Comment expliquez-vous le regain de dynamisme de la profession depuis une dizaine d’années ?

La fondation de l’Institut de formation et de promotion des commerces de l’alimentation (Ifopca), auquel les détaillants fromagers sont associés, a joué un rôle important. Par la formation continue, on a vu peu à peu arriver dans la profession des gens issus d’univers tout à fait différents, qui ont apporté du sang neuf et des idées nouvelles. Un certain nombre d’entre eux ont fait valoir leur sens de la communication auprès du public, ce qui a permis de médiatiser le métier. La création du MOF fromager en 2000 a été un déclencheur. Ce concours a montré que le métier de fromager pouvait être une filière d’excellence.

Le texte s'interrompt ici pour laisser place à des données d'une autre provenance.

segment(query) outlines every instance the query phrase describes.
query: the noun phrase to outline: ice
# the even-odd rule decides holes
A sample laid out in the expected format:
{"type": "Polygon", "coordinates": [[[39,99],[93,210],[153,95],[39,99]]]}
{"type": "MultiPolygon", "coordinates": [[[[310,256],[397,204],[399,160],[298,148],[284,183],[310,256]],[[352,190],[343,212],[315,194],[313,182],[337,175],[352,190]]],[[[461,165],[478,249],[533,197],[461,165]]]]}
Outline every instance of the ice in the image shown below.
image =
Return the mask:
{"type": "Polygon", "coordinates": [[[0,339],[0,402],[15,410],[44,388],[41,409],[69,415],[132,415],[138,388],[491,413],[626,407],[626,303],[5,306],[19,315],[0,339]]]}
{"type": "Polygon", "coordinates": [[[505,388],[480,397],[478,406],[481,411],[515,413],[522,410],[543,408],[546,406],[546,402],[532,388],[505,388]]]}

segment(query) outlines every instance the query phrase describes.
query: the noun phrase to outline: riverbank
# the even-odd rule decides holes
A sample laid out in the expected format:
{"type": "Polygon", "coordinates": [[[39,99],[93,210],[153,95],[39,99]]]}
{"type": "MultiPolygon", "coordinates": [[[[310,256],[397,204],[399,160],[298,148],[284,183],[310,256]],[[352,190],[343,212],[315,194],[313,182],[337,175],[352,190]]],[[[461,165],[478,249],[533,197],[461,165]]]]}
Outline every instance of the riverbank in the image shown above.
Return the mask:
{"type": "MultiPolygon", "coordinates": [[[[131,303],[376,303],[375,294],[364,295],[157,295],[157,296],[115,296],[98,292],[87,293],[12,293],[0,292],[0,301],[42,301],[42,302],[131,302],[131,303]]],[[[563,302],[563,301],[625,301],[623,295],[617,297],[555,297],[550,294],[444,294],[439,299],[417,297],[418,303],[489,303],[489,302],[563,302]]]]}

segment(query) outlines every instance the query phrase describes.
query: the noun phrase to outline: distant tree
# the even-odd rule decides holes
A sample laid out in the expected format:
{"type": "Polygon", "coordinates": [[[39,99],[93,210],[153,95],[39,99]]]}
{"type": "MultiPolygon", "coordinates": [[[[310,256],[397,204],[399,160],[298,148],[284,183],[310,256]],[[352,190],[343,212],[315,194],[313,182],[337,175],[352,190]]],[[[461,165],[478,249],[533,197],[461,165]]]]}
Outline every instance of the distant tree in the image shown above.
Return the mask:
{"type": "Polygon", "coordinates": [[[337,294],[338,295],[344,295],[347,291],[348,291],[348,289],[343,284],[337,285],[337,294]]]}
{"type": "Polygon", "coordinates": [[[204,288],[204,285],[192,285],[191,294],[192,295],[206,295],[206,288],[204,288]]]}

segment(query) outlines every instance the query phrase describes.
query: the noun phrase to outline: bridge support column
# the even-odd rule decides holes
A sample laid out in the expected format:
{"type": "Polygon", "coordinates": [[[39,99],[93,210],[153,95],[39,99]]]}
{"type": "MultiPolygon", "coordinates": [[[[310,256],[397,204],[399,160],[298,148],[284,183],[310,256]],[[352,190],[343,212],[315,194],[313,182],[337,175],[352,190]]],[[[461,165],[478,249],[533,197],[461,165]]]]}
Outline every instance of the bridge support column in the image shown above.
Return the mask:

Les détaillants ne sont plus de simples vendeurs de produits, ils rendent le fromage « intelligent ».

Le marché de Rungis a-t-il un rôle à jouer dans ce renouveau ?

Bien sûr, c’est une plate-forme indispensable qui offre de nombreux atouts pour les fromagers. Le Marché permet de réduire les coûts de logistique et l’empreinte carbone des produits. Il offre une diversité de produits sans équivalent dans un même lieu, avec un accueil qui s’est beaucoup professionnalisé ces dernières années. Enfin, c’est un marché où l’on peut s’approvisionner en fromages d’autres pays européens, voire du monde. Or, c’est une tendance en plein développement en France où l’on est naturellement curieux des productions d’autres cultures.